Howard Baldwin, the manager of the e-learning innovation unit for the Ministry of Education, says large sums are already being invested in e-learning developments and the vast majority of schools are showing considerable interest.
In giving a brief overview of the situation to the ULearn conference in October, he said the ministry has a good deal of information going out to schools on the subject.
“We want to support schools as they make the move to ultra-fast broadband over the next few years, connecting up 97 per cent of schools and 99.7 per cent of students to fibre optic connectivity.
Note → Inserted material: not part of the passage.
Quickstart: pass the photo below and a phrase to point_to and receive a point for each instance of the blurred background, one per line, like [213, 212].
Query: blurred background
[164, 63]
We’re continuing to provide hardware, software and money around e-learning capability, resourcing schools to make the most of the digital environment that is becoming even more ubiquitous in young people’s lives, and one that schools need to embrace more fully if we are going to support our students moving into the future.”
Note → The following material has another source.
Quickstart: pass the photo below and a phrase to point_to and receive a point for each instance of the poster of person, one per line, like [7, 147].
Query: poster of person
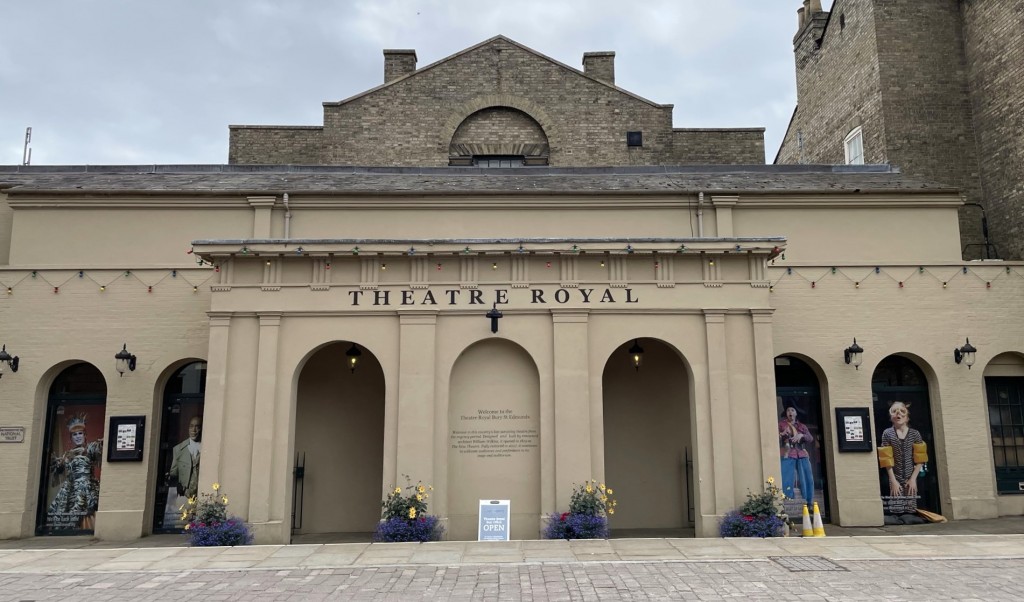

The Ministry of Education is investing $11.2 million annually into its e-learning capability programme, Mr Baldwin said. “The programme has been going for a long period of time and more than 65 per cent of schools have taken part in that programme and seek benefits from it.”
He explained that the programme was being transformed into a regional model. The clusters involved so far would complete their programmes of work but no new clusters would be engaged. “Instead, we’re investing in a capability programme of regional support that will be available across the country by the end of 2013. We’re doing that to time in with the introduction of fibre-connectivity around New Zealand.”
“We’ve also invested in a couple of innovations we think schools will really appreciate. First, is the Enabling e-learning website. It’s a hub, bringing together a whole lot of resources around ICT learning in one place on the TKI framework. It’s focusing on areas around leadership, around teaching, around professional learning, around our initiatives and around new technologies.”
He said the Enabling e-learning website was receiving a large number of hits through the TKI environment.
“The second innovation is the planning framework which we have under development. We also have our virtual professional learning and development programme underway. You can find further details on TKI about that. And we’re continuing to support the digi-advisers and also work with other schools around that range of digital resources.”
“To support Enabling e-learning, we have a series of communities available. No matter whether you’re interested in our virtual learning network (VALN), or in several other communities, or whether you want to use Facebook or Twitter, there’s a space for you to take part in Enabling e-learning.
“The other thing that I think schools are going to find very valuable is the development of the early reading planning framework. We now have that out for consultation – the URL is there to download the framework. Again, it is within that TKI environment, and it’s providing a roadmap for the schools to help them build capacity around using ICT in e-learning as they chart their way into the future. We welcome your feedback on that.”
The work was involving an expert panel of international professionals, drawing on extensive work that had been done around the world as to what made e-learning effective in developing better outcomes for young people. He reassured the audience that the ministry still had a commitment to Netsafe and would continue to partner with it to make sure the web is a safe place for young people and their families.
Howard Baldwin has a strong background in teaching and school leadership and was involved in the earliest ICT and e-learning development in the lower South Island, pioneering many innovations there in the use of distance and digital technologies of learning. He worked with schools, leaders, facilitators and teachers across Otago and helped in bringing those innovations to the rest of the country through his Ministry of Education team.